[PATCH] D102954: [AMDGPU] Lower kernel LDS into a sorted structure

Mahesha S via Phabricator via llvm-commits llvm-commits at lists.llvm.org
Fri May 21 22:55:30 PDT 2021


hsmhsm added inline comments.


================
Comment at: llvm/lib/Target/AMDGPU/AMDGPULowerModuleLDSPass.cpp:250
     // so remove the variables from these lists before replaceAllUsesWith
     removeFromUsedLists(M, LocalVars);
 
----------------
We end-up erasing and re-constructing "llvm.used" as many times as number of kernels which have undergone LDS lowering within them, plus for a very first module level lowering. Not sure about the side-effect it. Also may not worth, erasing and re-constructing "llvm.used" so many times in my openion.
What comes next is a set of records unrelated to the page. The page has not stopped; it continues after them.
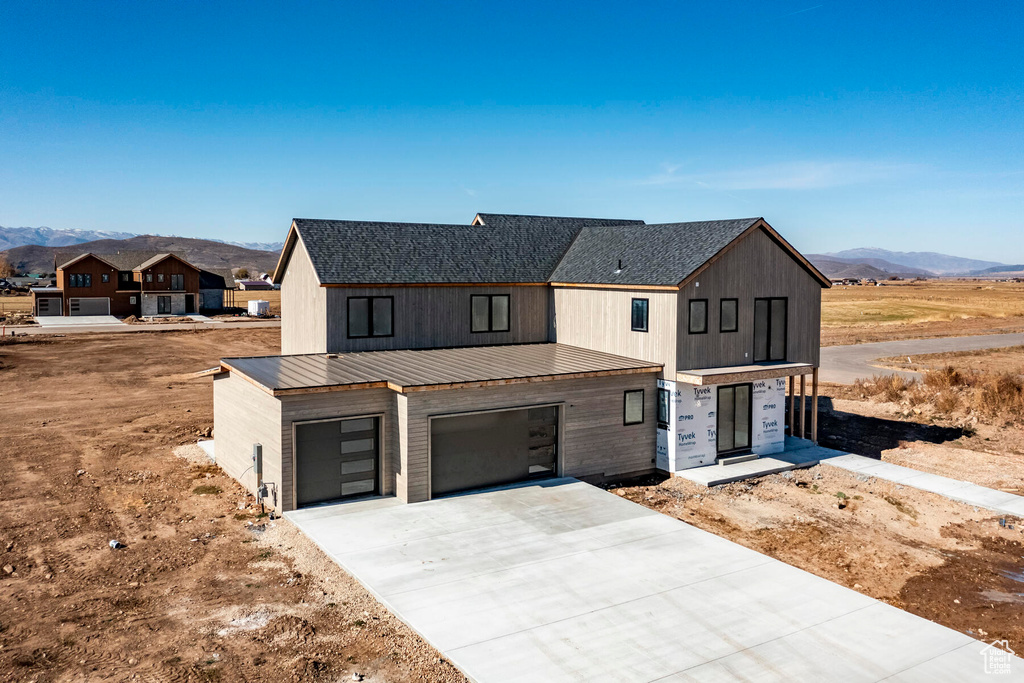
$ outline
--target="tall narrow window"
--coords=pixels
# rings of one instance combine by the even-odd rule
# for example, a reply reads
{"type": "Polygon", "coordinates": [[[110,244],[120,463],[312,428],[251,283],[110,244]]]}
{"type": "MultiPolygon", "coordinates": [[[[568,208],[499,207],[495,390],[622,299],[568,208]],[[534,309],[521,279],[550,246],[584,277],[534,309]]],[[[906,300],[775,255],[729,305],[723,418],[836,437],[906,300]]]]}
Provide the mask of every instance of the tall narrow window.
{"type": "Polygon", "coordinates": [[[735,332],[738,329],[738,309],[738,299],[722,299],[718,309],[719,332],[735,332]]]}
{"type": "Polygon", "coordinates": [[[660,429],[668,429],[671,401],[672,392],[668,389],[658,389],[658,427],[660,429]]]}
{"type": "Polygon", "coordinates": [[[348,298],[348,337],[394,336],[394,297],[350,296],[348,298]]]}
{"type": "Polygon", "coordinates": [[[708,331],[708,300],[690,299],[690,334],[705,334],[708,331]]]}
{"type": "Polygon", "coordinates": [[[630,329],[634,332],[647,331],[647,299],[633,299],[630,329]]]}
{"type": "Polygon", "coordinates": [[[100,273],[100,282],[110,282],[110,273],[100,273]]]}
{"type": "Polygon", "coordinates": [[[508,294],[473,294],[469,297],[471,332],[509,331],[508,294]]]}
{"type": "Polygon", "coordinates": [[[185,276],[181,273],[171,273],[171,289],[176,292],[185,289],[185,276]]]}
{"type": "Polygon", "coordinates": [[[754,299],[754,362],[786,360],[787,300],[754,299]]]}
But it is left to you.


================
Comment at: llvm/lib/Target/AMDGPU/Utils/AMDGPULDSUtils.cpp:39
+    return all_of(U->users(), [F](const User *U) {
+      return isUsedOnlyFromFunction(U, F);
+    });
----------------
hsmhsm wrote:
> For me, this logic looks incomplete in general sense. Constants are constants throughout compilation phase, meaning, once a constant is created, it is reused in multiple contexts when required. So this is possible case.
> 
> void kern_0() {
>   Inst_1(Const_1(Const_3(LDS)));
> }
> 
> void kern_1() {
>   Inst_1(Const_2(Const_3(LDS)));
> }
> 
> Here Inst_1 and Inst_2 are two different instances, even if they are exactly same, but Const_3 is one-and-the same for both kern_0() and kern_1().  Will this case works here?
Further, I verified that below test-case misses lowering because of above incomplete logic, but lowering is required here.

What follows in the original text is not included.